Kirchen begrüßen Entscheidung zur Organspende

Nur wer zustimmt, kann Organspender werden. Das hat der Bundestag entschieden – und wird dafür von den Kirchen gelobt.

In Boxen kommen die Organe in den OP-Saal
In Boxen kommen die Organe in den OP-SaalAnnette Zöpf / epd

Berlin/Bonn. Die katholische und evangelische Kirche in Deutschland begrüßen die Entscheidung des Bundestags zur Organspende. Die Entscheidung der Parlamentarier, bei einer Zustimmungslösung zu bleiben, setze „ein wichtiges Zeichen für den Erhalt und Schutz grundlegender medizinethischer und grundrechtlicher Prinzipien“, auf denen das Wertefundament der Gesellschaft fuße, heißt es in einer gemeinsamen Erklärung der katholischen Deutschen Bischofskonferenz und der Evangelischen Kirche in Deutschland (EKD) nach der Abstimmung im Bundestag.

Das Gesetz gewähre weiterhin eine möglichst große Entscheidungsfreiheit bei der Organspende und treffe dennoch Maßnahmen, die dazu führten, dass die Menschen sich verstärkt mit der Frage der Organspende befassen, sagte der Vorsitzende der Bischofskonferenz, Kardinal Reinhard Marx, laut Mitteilung.
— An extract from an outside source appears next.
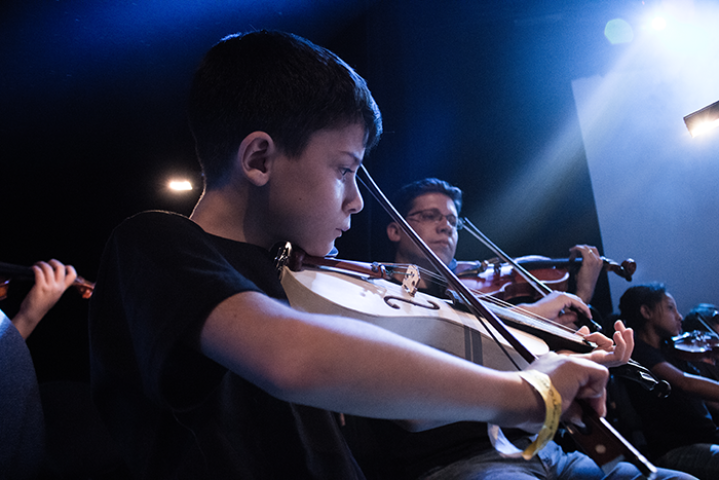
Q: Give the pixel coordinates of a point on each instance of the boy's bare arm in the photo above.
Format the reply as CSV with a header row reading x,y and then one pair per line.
x,y
354,367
Gesellschaft jetzt herausgefordert

Die Abgeordneten hatten nach zweieinhalbstündiger Debatte über zwei mögliche Regelungen zur Verbesserung der Organspende abgestimmt. Der Gesetzentwurf der Regierung, den Bundesgesundheitsminister Jens Spahn (CDU) und der SPD-Gesundheitsexperte Karl Lauterbach eingebracht hatten, sah eine Widerspruchsregelung vor. Damit wäre jeder Bürger zum potenziellen Organspender geworden, hätte er dem nicht zu Lebzeiten widersprochen. Diesen Vorschlag lehnten die Abgeordneten ab.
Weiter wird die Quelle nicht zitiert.